Like Oprah, The Donald is a billionaire and a former television personality. It seems that being a sitting or former state governor or US Senator (or general) is no longer a requirement for the top slot in American politics (the only president ever elected from the House of Representatives was James Garfield in 1880).

Apart from what one might think of his actual tenure in office, it’s far from obvious that Trump is more qualified than Winfrey for the post.

He’s a billionaire. She’s a billionaire.

He inherited wealth generated by sweetheart government housing contracts and managed to parlay it into larger wealth by leveraging political favors and massive debt, fleeing his failures  the bankruptcy wolves neared their doors.

She’s the child of a poor single mother in Mississippi who turned her high school radio gig into Chicago’s, then America’s, top-rated talk show and successful careers in writing, publishing acting, and film production.
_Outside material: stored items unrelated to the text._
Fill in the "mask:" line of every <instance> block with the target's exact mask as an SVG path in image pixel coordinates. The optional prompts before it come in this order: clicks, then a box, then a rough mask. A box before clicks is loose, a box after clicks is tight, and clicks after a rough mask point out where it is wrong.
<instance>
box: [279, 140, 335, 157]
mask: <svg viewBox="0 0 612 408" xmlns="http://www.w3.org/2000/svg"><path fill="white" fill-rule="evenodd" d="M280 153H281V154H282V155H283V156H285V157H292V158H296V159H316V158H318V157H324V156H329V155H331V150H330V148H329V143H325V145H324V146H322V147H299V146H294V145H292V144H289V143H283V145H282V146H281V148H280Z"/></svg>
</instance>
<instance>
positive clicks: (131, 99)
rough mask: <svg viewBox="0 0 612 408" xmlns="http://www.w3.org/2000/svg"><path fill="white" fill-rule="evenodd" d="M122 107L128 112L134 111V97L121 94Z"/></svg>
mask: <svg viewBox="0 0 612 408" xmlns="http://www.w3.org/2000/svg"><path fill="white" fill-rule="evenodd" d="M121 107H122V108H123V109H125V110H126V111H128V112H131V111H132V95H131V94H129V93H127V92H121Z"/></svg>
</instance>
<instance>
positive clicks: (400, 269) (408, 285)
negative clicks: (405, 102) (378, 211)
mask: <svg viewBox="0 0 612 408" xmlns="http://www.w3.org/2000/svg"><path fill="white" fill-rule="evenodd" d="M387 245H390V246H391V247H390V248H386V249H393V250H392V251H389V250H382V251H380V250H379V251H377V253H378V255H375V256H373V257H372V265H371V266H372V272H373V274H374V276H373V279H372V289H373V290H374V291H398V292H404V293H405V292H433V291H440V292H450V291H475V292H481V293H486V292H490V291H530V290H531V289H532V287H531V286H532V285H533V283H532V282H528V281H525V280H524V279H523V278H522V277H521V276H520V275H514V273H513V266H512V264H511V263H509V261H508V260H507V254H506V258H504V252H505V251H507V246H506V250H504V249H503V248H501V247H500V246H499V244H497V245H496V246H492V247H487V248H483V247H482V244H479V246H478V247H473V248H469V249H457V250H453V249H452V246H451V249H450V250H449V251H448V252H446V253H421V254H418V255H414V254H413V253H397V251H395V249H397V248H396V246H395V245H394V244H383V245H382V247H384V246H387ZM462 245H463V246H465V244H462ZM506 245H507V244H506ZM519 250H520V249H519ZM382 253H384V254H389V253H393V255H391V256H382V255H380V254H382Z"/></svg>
She became the richest African-American of the 20th century and the world’s first black female billionaire in the world.

Prior to Trump’s presidential campaign, there’s little doubt which of the two was more politically influential. Trump occasionally addressed politics with off-hand one-liners and feints toward running for office, fairly obviously as a way of building his personal business brand recognition rather than as a serious approach to issues or policy.

Winfrey, on the other hand, consciously spent decades establishing herself as an opinion leader on issues ranging from acceptance of LGBTQ Americans to the US invasion of Iraq to animal cruelty. She turned out tens of thousands of rally attendees — and likely hundreds of thousands of voters — for Barack Obama in 2008, probably making possible his victory over Hillary Clinton in the Democratic Party’s presidential primaries.

She also enjoys an advantage in the Democratic Party to the extent that she doesn’t seem to have dragged herself and others through the mud in the 2016 party in-fighting. She’s likely more popular at the party’s center than Hillary Clinton, and nearly as popular as Bernie Sanders on all but its furthest left fringes.

In my opinion, Oprah would beat The Donald like a drum in a presidential contest. I disagree with both of them on too many issues to vote for either one, but I relish a contest to which representatives of the failed political establishment aren’t invited.